Sales of electric cars represented 21.6% of sales in the first half of 2025, only below 22.06% necessary to comply with the existing rules once the concessions are taken into account, according to an analysis of New Automotive, a Thinktank.

The conservative government under Rishi Sunak introduced the term of the zero emission vehicle (ZEV). He forced car manufacturers to sell a growing proportion of electric cars or to cope with steep fines of up to £ 15,000 for each vehicle above their fossil fuel quota.

However, in April, business secretary Jonathan Reynolds confirmed that the Labor government would relax the rules after an intensive lobbying campaign in the British automotive industry against politics.

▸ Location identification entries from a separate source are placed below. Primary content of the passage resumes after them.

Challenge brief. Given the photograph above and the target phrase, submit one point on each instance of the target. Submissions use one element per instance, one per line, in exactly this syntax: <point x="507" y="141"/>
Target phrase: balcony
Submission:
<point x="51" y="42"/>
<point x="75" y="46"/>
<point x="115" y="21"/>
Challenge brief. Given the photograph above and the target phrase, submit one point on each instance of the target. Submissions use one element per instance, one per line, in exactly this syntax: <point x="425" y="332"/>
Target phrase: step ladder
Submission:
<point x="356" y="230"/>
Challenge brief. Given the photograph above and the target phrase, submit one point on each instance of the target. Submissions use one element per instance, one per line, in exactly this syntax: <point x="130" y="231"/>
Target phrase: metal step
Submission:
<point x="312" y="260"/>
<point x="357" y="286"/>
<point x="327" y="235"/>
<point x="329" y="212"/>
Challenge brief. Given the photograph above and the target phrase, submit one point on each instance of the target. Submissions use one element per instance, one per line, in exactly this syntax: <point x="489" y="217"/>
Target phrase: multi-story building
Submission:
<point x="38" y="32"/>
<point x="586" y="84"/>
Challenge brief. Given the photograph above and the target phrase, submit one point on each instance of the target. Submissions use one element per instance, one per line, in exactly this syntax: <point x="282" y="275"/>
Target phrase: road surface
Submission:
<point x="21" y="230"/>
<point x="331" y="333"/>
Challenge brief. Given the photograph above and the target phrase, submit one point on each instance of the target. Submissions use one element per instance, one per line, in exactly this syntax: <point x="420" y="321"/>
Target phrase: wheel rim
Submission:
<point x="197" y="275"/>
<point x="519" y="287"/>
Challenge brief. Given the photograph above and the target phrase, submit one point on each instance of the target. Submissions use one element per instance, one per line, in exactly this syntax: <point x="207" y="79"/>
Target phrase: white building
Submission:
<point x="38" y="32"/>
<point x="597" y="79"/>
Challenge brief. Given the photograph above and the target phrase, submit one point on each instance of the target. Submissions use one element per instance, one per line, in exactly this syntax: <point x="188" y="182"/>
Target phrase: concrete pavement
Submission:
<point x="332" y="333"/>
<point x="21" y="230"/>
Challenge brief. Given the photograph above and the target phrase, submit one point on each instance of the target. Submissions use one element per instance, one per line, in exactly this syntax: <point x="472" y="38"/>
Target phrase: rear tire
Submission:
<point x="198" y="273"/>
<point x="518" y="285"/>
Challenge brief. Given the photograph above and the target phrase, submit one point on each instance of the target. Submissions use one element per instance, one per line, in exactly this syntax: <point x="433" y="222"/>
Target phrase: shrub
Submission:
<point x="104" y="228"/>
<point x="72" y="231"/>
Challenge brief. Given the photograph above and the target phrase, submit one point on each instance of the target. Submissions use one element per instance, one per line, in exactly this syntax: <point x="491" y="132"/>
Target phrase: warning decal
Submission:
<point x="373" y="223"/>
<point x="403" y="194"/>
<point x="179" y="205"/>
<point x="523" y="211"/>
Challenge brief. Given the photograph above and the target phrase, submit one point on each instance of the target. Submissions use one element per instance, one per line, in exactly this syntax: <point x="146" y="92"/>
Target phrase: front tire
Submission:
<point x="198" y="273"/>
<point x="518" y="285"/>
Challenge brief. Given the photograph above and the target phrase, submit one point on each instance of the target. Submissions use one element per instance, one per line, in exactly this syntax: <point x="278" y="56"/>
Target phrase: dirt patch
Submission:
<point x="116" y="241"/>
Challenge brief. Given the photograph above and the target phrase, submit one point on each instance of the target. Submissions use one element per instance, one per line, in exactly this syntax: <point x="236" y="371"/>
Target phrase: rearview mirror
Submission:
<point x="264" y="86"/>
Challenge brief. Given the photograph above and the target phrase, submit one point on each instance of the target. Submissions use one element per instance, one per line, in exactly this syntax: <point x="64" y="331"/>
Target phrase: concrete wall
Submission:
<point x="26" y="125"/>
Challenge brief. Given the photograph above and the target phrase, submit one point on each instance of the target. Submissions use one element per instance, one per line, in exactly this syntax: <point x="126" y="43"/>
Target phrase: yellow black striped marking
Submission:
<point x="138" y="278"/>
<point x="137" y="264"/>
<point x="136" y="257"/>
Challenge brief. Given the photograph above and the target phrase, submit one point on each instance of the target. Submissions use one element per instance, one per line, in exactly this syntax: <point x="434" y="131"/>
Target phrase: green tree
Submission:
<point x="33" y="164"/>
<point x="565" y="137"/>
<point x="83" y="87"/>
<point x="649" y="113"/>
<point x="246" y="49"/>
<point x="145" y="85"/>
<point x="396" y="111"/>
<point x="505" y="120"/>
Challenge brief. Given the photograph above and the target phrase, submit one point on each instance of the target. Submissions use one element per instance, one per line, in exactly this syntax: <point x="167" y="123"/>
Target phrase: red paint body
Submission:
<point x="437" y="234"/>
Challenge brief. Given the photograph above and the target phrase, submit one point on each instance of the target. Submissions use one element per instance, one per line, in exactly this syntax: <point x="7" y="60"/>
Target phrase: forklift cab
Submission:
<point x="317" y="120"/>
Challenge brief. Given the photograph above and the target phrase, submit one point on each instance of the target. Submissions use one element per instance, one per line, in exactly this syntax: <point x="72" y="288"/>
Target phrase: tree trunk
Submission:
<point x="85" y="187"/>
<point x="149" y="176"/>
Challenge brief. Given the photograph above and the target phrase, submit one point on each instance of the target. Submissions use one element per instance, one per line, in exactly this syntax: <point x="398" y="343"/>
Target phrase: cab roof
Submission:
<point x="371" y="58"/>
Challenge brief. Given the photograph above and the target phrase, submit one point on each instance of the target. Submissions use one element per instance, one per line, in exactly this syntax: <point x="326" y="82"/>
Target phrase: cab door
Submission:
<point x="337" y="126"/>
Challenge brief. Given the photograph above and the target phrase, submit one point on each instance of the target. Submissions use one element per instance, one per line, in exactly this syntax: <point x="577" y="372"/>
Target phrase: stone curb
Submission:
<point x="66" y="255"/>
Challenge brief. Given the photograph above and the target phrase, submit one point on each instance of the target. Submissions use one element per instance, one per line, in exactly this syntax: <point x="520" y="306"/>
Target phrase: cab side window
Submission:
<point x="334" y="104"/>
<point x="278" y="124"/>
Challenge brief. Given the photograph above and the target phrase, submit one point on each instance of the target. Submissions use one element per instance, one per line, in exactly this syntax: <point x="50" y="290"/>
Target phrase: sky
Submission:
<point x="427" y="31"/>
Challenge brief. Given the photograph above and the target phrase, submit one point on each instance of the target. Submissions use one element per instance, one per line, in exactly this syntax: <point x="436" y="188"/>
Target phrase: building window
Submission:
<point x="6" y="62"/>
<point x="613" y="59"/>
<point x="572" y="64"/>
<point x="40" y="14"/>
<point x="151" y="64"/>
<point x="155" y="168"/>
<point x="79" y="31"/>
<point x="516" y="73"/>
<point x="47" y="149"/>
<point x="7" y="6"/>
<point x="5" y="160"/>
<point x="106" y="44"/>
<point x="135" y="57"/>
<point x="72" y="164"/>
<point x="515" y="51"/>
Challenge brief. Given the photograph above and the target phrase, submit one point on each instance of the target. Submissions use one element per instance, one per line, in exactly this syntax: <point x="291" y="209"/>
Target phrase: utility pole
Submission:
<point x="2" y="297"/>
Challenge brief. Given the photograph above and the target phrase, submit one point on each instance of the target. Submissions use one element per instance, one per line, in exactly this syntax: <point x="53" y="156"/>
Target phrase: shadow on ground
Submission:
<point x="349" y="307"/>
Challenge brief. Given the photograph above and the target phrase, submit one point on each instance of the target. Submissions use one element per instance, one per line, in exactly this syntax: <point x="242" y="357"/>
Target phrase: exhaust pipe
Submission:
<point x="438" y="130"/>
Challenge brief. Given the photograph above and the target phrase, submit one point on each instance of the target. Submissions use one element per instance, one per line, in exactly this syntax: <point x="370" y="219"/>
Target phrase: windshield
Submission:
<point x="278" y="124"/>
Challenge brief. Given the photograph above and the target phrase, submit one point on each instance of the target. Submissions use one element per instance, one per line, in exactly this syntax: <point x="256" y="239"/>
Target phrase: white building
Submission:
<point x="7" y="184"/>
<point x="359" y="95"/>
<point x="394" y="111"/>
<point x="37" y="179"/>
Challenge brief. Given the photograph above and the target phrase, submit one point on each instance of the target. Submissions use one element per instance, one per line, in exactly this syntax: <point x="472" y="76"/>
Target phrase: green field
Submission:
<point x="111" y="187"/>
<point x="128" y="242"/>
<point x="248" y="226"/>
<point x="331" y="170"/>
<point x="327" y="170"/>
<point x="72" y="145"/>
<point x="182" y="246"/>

The manufacturer of Vauxhall Stellantis blamed his decision to close his Luton Van factory on the mandate, although the previous comments of the leaders seemed to undermine this argument.

Car manufacturers are targeting a title objective of 28% of electricity sales to avoid fines this year, but “flexibilities” in the rules mean that the effective objective – as calculated by the new automobile – is much lower.

Indeed, manufacturers are authorized to borrow electric sales from the following years and to gain credit for the reduction of emissions by selling more hybrids. After the rise of the government, manufacturers must have more freedom on how they achieve their annual objectives and face lower fines.

Ben Nelmes, managing director of New Automotive, said: “Car manufacturers are at a distance from their objectives for 2025 before taking into account the government’s decision to weaken this year’s objectives.

“This impressive progress should reassure ministers that ambitious targets stimulate innovation and dynamism that the United Kingdom needs to reach a net zero and move forward in the global transition to electric vehicles.”

The weakening of the rules could benefit from car manufacturers in particular. The analysis of New Automotive suggests that the Japanese car manufacturer Nissan is the furthest of what to achieve in 2025, because it awaits its factory in Sunderland in the north of England to start the production of its new electric car.

Toyota and JLR, manufacturer of the Jaguar and Land Rover brands, are also well behind their effective targets.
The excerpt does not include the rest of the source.